RustCrypto / password-hashes

Password hashing functions / KDFs
604 stars 77 forks source link

argon2: optimized implementation #104

Open tarcieri opened 3 years ago

tarcieri commented 3 years ago

The current argon2 crate implementation is a translation of ref.c from the reference implementation:

https://github.com/P-H-C/phc-winner-argon2/blob/92cd2e1/src/ref.c

It could be improved by translating opt.c instead, which provides e.g. SIMD support:

https://github.com/P-H-C/phc-winner-argon2/blob/92cd2e1/src/opt.c

complexspaces commented 1 year ago

👋 Hey there, would it be possible to assign this issue to me? I'd like to implement it as part of a work project and have some allocated time.

We're expecting that this should provide a fairly significant speedup to x86 users who have system made in the last 10 years. My preliminary benchmarking against the C library shows that there's a 40% improvement in speed with 64MiB, and matches the memory size in "helpfulness" as it goes down.

I don't plan to port the AVX512 implementation right away since I don't have a way to test it and, IMO, its of limited usefulness in the correct scenario where passwords are hashed on the client since most consumer CPUs don't support it anyway.

tarcieri commented 1 year ago

@complexspaces sounds great! Even the AVX2 implementation would be fantastic.

FWIW we use the cpufeatures crate elsewhere to autodetect AVX2 and use it when available.

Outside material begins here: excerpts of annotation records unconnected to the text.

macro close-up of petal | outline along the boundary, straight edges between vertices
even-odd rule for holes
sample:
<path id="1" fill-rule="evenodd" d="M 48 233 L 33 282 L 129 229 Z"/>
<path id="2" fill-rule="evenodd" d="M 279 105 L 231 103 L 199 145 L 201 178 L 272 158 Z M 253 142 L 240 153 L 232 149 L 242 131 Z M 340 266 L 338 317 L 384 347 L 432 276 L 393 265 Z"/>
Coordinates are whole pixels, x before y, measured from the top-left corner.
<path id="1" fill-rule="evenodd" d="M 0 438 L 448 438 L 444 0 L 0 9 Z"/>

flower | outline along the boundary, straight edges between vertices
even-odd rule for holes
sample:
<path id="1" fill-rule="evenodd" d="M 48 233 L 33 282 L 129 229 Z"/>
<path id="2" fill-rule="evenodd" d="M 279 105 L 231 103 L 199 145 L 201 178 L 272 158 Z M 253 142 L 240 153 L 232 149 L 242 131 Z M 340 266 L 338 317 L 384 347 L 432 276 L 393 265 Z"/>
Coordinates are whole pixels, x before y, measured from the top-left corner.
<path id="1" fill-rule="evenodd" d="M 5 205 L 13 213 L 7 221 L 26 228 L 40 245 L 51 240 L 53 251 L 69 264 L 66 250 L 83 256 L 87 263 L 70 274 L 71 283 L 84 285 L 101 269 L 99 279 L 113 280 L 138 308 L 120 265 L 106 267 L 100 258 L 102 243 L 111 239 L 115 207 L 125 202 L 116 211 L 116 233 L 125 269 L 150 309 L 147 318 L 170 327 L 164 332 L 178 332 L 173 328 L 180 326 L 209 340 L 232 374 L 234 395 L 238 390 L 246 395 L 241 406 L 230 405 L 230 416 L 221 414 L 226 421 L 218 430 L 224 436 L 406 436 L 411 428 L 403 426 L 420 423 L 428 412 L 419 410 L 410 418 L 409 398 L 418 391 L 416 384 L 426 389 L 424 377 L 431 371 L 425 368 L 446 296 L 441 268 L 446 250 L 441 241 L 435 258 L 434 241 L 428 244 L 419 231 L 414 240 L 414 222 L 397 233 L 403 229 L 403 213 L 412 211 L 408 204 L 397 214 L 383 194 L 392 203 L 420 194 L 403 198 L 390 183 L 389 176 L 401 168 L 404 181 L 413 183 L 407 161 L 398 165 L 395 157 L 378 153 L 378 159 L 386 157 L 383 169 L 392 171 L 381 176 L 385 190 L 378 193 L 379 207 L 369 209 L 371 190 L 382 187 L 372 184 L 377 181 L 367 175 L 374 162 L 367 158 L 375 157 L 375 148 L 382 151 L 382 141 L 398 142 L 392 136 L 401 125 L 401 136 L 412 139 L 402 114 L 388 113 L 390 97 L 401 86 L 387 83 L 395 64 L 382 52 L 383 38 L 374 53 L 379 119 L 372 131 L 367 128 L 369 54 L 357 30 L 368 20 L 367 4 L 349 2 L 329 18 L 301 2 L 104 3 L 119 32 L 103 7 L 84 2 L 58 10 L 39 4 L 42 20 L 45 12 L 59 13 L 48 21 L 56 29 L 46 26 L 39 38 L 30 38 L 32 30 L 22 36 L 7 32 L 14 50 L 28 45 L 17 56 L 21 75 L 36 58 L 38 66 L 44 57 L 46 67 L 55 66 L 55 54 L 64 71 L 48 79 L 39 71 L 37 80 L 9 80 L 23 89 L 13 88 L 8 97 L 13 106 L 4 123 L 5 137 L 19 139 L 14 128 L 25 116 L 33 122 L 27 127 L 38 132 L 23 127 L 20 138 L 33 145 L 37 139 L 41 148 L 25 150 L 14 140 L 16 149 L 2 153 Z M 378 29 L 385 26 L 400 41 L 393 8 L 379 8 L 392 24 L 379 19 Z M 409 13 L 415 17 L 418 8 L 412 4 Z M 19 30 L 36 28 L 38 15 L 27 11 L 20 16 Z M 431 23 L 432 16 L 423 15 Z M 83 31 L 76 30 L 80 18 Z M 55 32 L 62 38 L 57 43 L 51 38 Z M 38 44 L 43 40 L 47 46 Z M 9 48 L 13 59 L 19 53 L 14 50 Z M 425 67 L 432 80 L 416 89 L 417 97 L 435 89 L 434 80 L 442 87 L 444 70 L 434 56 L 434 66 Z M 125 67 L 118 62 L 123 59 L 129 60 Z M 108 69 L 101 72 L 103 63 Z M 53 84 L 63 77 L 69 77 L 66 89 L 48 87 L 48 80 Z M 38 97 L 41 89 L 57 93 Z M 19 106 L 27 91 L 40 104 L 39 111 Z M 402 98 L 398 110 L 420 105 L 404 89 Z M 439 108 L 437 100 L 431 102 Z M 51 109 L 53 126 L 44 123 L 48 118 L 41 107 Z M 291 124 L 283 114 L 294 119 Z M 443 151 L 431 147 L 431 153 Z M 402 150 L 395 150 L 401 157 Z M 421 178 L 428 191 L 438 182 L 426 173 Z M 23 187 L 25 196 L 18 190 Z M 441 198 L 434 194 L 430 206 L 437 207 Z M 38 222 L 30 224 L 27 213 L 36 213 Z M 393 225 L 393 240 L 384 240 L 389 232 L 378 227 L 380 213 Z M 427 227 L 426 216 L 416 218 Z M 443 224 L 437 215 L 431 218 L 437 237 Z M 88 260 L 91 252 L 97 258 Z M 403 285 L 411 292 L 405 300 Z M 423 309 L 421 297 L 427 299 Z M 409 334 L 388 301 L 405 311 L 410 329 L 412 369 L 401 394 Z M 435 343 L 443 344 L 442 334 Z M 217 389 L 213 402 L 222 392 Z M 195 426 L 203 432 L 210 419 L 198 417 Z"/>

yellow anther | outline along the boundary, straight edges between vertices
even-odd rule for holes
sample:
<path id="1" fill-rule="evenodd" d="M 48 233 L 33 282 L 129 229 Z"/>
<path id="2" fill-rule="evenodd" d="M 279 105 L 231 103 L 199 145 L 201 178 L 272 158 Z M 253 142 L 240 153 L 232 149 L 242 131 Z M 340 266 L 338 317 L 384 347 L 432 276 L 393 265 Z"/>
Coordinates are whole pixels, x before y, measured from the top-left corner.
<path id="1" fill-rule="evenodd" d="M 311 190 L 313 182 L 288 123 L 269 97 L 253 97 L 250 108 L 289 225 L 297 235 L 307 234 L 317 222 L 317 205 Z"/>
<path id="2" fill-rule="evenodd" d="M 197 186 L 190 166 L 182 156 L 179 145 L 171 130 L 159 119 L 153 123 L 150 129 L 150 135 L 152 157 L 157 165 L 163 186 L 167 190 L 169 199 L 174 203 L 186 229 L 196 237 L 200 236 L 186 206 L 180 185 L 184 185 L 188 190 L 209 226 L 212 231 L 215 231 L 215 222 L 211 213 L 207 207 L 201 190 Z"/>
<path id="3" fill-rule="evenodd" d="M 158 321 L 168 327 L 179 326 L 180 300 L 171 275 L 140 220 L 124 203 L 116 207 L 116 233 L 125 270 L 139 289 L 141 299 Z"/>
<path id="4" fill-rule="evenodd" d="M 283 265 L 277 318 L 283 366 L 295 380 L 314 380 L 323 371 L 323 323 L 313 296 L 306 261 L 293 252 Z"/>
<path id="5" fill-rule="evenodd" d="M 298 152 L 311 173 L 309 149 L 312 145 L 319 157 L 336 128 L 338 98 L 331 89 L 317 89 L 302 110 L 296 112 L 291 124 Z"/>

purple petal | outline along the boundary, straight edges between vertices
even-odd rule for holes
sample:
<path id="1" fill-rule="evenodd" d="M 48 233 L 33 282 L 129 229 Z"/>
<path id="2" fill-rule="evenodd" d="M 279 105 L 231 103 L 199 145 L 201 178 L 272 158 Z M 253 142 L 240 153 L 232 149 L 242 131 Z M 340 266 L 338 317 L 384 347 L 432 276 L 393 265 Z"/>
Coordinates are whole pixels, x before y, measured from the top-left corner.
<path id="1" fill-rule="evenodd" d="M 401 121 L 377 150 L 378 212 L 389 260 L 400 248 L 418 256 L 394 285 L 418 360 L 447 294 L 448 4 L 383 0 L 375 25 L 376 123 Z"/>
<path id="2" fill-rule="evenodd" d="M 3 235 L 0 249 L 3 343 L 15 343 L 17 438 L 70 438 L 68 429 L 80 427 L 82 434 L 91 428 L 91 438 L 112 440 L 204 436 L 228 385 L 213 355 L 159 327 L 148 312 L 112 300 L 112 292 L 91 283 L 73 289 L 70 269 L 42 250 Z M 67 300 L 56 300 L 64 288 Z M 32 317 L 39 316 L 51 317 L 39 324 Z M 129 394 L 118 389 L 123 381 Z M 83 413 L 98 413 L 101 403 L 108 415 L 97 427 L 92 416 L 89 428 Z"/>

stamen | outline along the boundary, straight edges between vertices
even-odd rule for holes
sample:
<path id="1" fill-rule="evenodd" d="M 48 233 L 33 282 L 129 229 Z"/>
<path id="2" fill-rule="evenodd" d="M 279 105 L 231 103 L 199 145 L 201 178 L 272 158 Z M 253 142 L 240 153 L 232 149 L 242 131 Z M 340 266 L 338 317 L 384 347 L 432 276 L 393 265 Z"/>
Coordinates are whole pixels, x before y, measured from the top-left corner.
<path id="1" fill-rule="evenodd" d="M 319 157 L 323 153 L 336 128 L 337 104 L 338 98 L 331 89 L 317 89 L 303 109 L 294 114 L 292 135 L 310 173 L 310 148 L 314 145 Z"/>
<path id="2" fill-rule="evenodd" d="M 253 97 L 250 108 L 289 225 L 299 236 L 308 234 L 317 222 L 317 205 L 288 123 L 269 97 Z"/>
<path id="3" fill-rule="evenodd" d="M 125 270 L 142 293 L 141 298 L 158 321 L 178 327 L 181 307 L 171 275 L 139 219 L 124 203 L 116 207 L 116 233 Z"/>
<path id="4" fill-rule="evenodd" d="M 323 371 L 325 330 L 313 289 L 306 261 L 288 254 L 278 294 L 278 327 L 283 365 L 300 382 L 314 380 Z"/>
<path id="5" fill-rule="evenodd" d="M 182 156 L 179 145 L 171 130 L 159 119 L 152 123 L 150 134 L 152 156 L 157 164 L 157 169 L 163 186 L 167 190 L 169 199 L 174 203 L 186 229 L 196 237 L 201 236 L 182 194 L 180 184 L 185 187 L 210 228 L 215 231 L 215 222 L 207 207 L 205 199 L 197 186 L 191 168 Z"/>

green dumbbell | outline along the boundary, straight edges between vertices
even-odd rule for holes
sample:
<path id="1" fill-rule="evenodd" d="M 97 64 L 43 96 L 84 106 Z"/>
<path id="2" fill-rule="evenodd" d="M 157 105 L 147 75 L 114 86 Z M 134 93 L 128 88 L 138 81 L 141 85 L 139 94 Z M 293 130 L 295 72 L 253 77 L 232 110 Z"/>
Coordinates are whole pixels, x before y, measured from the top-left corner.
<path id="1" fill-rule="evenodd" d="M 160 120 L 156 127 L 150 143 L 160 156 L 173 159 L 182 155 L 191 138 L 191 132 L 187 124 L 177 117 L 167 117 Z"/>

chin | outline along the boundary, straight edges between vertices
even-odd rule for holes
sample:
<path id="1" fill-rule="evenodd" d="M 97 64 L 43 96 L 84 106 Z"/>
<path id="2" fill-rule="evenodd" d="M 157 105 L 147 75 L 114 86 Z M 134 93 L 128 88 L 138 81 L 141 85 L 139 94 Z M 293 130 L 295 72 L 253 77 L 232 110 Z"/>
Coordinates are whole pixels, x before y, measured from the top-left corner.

Palladinium commented 6 months ago

Given that #440 has been merged, is this still an issue? If so, what needs to be done to address it?

tarcieri commented 6 months ago

440 is a nice stopgap using auto-vectorization, but opt.c contains a natively AVX2/AVX512-optimized implementation it would be nice to eventually port over

josephlr commented 2 months ago

As an update on #408, the current argon2 AVX2 implementation is now only 2-3x slower than the Go Implementation even for high Parallelism costs, and (as expected) beats the Go implementation when Parallelism = 1. Tested on an AMD Ryzen 7 5700G, best of 3 runs.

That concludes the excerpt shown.